Let’s say you want to query a customer along with the dates of all his orders. For that, we need to link the order_dates
of all the orders placed by a customer
. Here’s a schema example to achieve this:
type customer {
id: ID! @primary
name: String!
order_dates: [DateTime] @link(table: "order", field: "order_date", from: "id", to: "customer_id")
}
type order {
id: ID! @primary
order_date: DateTime!
amount: Float!
customer_id: ID! @foreign(table: "customer", field: "id")
}
So now you can perform this query on frontend:
query {
customer @mysql {
id
name
order_dates
}
}
Many to many relationships in SQL are tracked by a third table called the tracking table.

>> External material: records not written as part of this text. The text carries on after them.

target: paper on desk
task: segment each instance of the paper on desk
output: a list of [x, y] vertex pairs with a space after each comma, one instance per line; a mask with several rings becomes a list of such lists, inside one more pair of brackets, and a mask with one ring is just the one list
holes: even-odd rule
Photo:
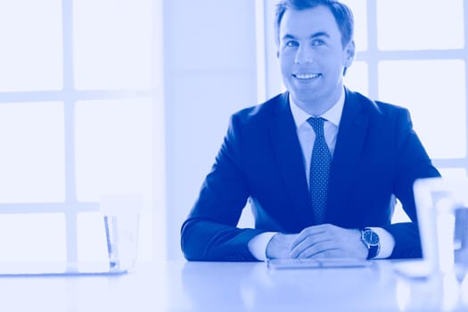
[[287, 268], [333, 268], [333, 267], [365, 267], [372, 261], [352, 259], [273, 259], [267, 261], [270, 269]]

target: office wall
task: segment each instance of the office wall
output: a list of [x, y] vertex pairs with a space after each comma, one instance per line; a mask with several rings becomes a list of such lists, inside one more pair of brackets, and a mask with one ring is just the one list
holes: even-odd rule
[[229, 116], [256, 104], [255, 1], [165, 1], [163, 26], [167, 253], [180, 259], [180, 226]]

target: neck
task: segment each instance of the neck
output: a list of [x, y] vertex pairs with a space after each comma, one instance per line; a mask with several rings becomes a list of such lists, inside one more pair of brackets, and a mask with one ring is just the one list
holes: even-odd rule
[[342, 86], [341, 89], [337, 90], [333, 96], [329, 96], [326, 99], [324, 98], [316, 98], [311, 99], [310, 101], [300, 101], [296, 99], [293, 95], [292, 101], [296, 105], [298, 105], [302, 111], [306, 111], [308, 114], [312, 116], [321, 116], [325, 111], [330, 110], [332, 107], [333, 107], [340, 97], [341, 96], [341, 93], [344, 92], [342, 89]]

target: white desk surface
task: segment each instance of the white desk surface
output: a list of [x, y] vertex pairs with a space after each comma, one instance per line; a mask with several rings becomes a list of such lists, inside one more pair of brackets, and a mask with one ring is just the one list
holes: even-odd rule
[[0, 311], [468, 311], [468, 277], [371, 267], [272, 271], [264, 263], [162, 262], [117, 276], [0, 277]]

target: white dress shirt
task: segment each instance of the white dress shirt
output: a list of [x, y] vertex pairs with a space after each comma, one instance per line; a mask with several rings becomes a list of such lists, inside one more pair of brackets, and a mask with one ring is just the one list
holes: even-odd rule
[[[310, 117], [322, 117], [326, 119], [324, 123], [324, 135], [325, 137], [326, 144], [330, 150], [332, 157], [335, 150], [336, 136], [338, 135], [338, 129], [340, 128], [340, 121], [341, 119], [341, 114], [343, 112], [345, 100], [344, 88], [341, 92], [340, 99], [337, 103], [332, 106], [328, 111], [320, 116], [312, 116], [300, 109], [297, 104], [292, 102], [292, 99], [289, 98], [290, 109], [296, 124], [297, 135], [300, 147], [302, 149], [302, 157], [304, 160], [304, 170], [306, 171], [306, 177], [308, 178], [308, 185], [309, 184], [309, 168], [310, 160], [312, 156], [312, 149], [314, 147], [314, 142], [316, 140], [316, 133], [312, 128], [312, 126], [307, 121]], [[369, 227], [373, 229], [379, 235], [381, 242], [381, 249], [379, 253], [375, 257], [376, 259], [388, 258], [393, 251], [395, 246], [395, 241], [393, 236], [387, 232], [385, 229], [381, 227]], [[249, 250], [255, 258], [259, 260], [265, 260], [267, 245], [268, 244], [271, 238], [275, 234], [275, 232], [267, 232], [253, 237], [249, 242]]]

Let’s say we want to fetch all the orders with their items. In this case, we first link the order
table to the items
field in order_item
table (tracking table), which then links to the item
table. Here’s how you can model the schema for this example:
type order {
id: ID! @primary
order_date: DateTime!
items: [item] @link(table: "order_item", field: "items", from : "id", to: "order_id")
}
type order_item {
id: ID! @primary
order_id: ID! @foreign(table: "order", field: "id")
item_id: ID! @foreign(table: "item", field: "id")
items: [item] @link(table: "item", from: "item_id", to: "id")
}
type item {
id: ID! @primary
name: String!
description: String!
price: Float!
}
So now you can perform this query on frontend:
query {
order @mysql {
id
order_date
items {
id
name
description
price
}
}
}
When we want to link a field in one database to a field/table/link in another database, we use the db
argument of the @link
directive.
Let’s say we have our customer
table in one database (db1
) and the order
table in another database (db2
). Here’s how we can link them together with the db
argument:
type customer {
id: ID! @primary
name: String!
orders: [order] @link(db: "db2", table: "order", from: "id", to: "customer_id")
}
type order {
id: ID! @primary
order_date: DateTime!
amount: Float!
customer_id: ID!
}
The @index
directive is used to create an index on your table/collection. In its simplest form it looks like this:
type user {
id: ID! @primary
email: ID! @index
name: String!
}
The above schema creates an index on the email
field.
Note: The
@index
directive isn’t available on MongoDB yet and only works with typeID
,Integer
,Float
,Boolean
andDateTime
.
You can provide the following arguments in order to customize the index:
group
: (String) If two or more fields have the same group
, then they form a composite index.order
: (Integer starting from 1) Used to set the order of the column within the index . Required in case of composite index.sort
: (String - asc
|desc
) Used to set the sorting of the index.Full fledged example:
type user {
id: ID! @primary
first_name: ID! @index(group: "user_name", order: 1, sort: "asc"),
last_name: ID! @index(group: "user_name", order: 2, sort: "desc")
}
If you want to capture the creation time of a document/row, you should use the @createdAt
directive. A good example is the order date of order:
type order {
id: ID! @primary
order_date: DateTime! @createdAt
amount: Float!
}
In an insert mutation, you don’t need to provide values for the fields with @createdAt
directive. Space Cloud automatically inserts the values for them.
Note: You can use
@createdAt
directive only with a DateTime field.
If you want to store the time of the last update made to a document/row, you should use the @updatedAt
directive. A good example is showing the last modified date on a blog post:
type post {
id: ID! @primary
title: String!
last_edited: DateTime! @updatedAt
content: String!
}
In an update mutation, you don’t need to provide values for the fields with @updatedAt
directive. Space Cloud automatically updates the values for them.
Note: You can use
@updatedAt
directive only with a DateTime field.